Last week I was at a conference at the Isaac Newton Institute at Cambridge. The subject was what you might call liquids with small self-propelled things in them. This may sound a bit odd, but the inside of our cells is more-or-less liquid and they are lots of self-propelled things in them. Our cells are a storm of a little machines in constant motion. As you probably know, our genes are in the form of large molecules of DNA, and DNA needs to be copied to make more cells. Tiny machines zip around inside the cells making DNA copies and then dragging them round inside cells.
When enough of these machines zip around they can create flows of the liquid. This brings me to what is known as The Hairy Ball Theorem of mathematics. This is a real theorem from formal mathematics, and that is its real name. Don’t believe me? The Wikipedia page is here, and a lovely 1 min YouTube clip taking you through what it means is here.
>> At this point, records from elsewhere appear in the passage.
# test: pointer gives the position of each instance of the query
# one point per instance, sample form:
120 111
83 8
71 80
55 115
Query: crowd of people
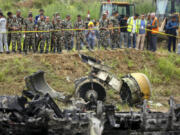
42 34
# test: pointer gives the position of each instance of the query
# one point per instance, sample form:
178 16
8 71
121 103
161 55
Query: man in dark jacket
171 28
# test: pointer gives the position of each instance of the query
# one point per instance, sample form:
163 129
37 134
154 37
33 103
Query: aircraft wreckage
35 111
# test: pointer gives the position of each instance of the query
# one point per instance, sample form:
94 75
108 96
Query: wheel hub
91 93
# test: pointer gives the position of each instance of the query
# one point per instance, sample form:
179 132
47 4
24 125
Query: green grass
64 7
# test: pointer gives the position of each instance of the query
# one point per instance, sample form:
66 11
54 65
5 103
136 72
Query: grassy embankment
163 70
The Hairy Ball Theorem is excellent: it has an amusing and memorable name, and is genuinely useful. It is useful as it tells you (roughly speaking) that if you have flow of a liquid on the surface of the sphere, then this there must be points where the flow is zero. It cannot be non-zero everywhere, there must be points where there is no flow. Smart mathematicians have shown that somewhere on the surface of the sphere, the liquid is not going anywhere. It is impossible to avoid this.
Incidentally, it applies to flow on the surface of a sphere or similar object of any size. So it applies both to the surface of a cell, and to wind (which is flow of air) on the surface of the Earth. Somewhere on the surface of the Earth there can be no wind. Mathematicians have proved this. It must be true. They don’t know where this is of course. This is true of a lot of maths results. They are are useful, and you can’t argue with them, but they don’t tell you all you need to know. Here they leave the weather forecasters with work to do.
In fact, the theorem does not only apply to the flow of liquids and gases, it applies to anything with a direction (i.e., a vector) on the surface of a roughly spherical object. Another example is hair on our heads. At the top is a picture of a baby’s head. The baby’s hair forms a swirl or vortex. For most of the swirl it is clear what is the direction of the hairs, but right at the centre you can’t say where the hairs are pointing. The Hairy Ball Theorem tells us that the presence of such a point is impossible to avoid.
Incidentally, the theorem does not apply to objects with a hole them, there is no Hairy Donut Theorem.